Hessens Regierungschef will Länderfinanzausgleich auf den Prüfstand stellen

Ministerpräsident Boris Rhein findet es widersinnig, dass Hessen neue Schulden machen muss, nur um weiterhin andere Bundesländer finanziell zu unterstützen – und fordert deshalb eine tiefgreifende Überarbeitung des Systems.

heute 18:02 Uhr | 4 mal gelesen

Manchmal erscheinen politische Realitäten so schräg, dass man fast lacht – oder eben den Kopf schüttelt. "Es ist doch verrückt, wenn Hessen sich weiter verschulden muss, nur weil der Länderfinanzausgleich sonst nicht gezahlt werden kann", rief Boris Rhein ins Mikrofon, offenbar mit spürbarem Frust. Der Blick zurück reibt Salz in die Wunde: Seit bald acht Jahrzehnten sei das eigene Bundesland nur Zahler, nie Empfänger, und habe obendrein über 75 Milliarden Euro in den gemeinsamen Topf geworfen. Das Bittere daran? Während anderswo Leistungen daraus entstehen, muss Hessen bisweilen knapsen. Für Rhein steckt dahinter ein grundsätzliches Problem: Geld fließt munter, aber kaum jemand fragt, wie Empfänger ihre eigene Wirtschafts- oder Verwaltungsbasis stärken könnten. Er schwebt ein Prinzip vor, das man fast schon aus der Eigenverantwortung der sozialen Marktwirtschaft kennt: Wer Unterstützung kriegt, sollte dafür auch messbare Verbesserungen liefern – beim Schuldenabbau oder in der Verwaltung.

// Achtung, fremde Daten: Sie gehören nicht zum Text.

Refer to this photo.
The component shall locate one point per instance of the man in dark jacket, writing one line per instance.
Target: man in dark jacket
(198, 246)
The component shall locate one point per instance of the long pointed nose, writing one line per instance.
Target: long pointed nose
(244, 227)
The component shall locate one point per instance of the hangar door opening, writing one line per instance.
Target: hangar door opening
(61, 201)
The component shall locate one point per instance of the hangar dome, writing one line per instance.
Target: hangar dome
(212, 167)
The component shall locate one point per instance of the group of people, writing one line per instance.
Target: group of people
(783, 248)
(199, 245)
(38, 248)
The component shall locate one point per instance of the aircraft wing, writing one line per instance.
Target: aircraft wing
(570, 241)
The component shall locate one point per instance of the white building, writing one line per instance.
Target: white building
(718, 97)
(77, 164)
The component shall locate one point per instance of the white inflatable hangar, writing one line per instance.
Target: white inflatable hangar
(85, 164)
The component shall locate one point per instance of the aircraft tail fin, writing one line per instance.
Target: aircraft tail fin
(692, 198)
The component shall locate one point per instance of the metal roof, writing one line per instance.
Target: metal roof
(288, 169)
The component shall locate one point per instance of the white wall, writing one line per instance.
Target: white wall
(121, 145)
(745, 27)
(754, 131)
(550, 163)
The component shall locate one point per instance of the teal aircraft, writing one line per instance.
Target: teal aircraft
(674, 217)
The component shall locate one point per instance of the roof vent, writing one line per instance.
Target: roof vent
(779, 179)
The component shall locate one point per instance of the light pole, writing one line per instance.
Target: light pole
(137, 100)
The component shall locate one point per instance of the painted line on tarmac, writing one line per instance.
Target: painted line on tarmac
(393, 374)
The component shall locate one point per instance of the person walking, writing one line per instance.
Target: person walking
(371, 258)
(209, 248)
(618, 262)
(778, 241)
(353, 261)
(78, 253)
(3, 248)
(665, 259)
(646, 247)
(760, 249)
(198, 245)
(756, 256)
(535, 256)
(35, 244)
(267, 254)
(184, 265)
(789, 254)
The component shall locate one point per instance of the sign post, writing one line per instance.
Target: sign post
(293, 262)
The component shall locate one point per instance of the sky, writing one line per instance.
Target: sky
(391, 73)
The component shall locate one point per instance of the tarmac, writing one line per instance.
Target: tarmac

Der störrische CDU-Mann will das Prinzip "Hilfe zur Selbsthilfe" zum Maßstab machen – freie Alimentation für Wahlgeschenke? Nicht mit ihm. Und, vielleicht am gewagtesten: Bayern und Co. sollten dann Finanzhilfen kappen können, wenn sie selbst schon Schulden machen, um ihre eigenen Aufgaben zu stemmen. Klingt nach drohender Debatte – oder ist es längst eine?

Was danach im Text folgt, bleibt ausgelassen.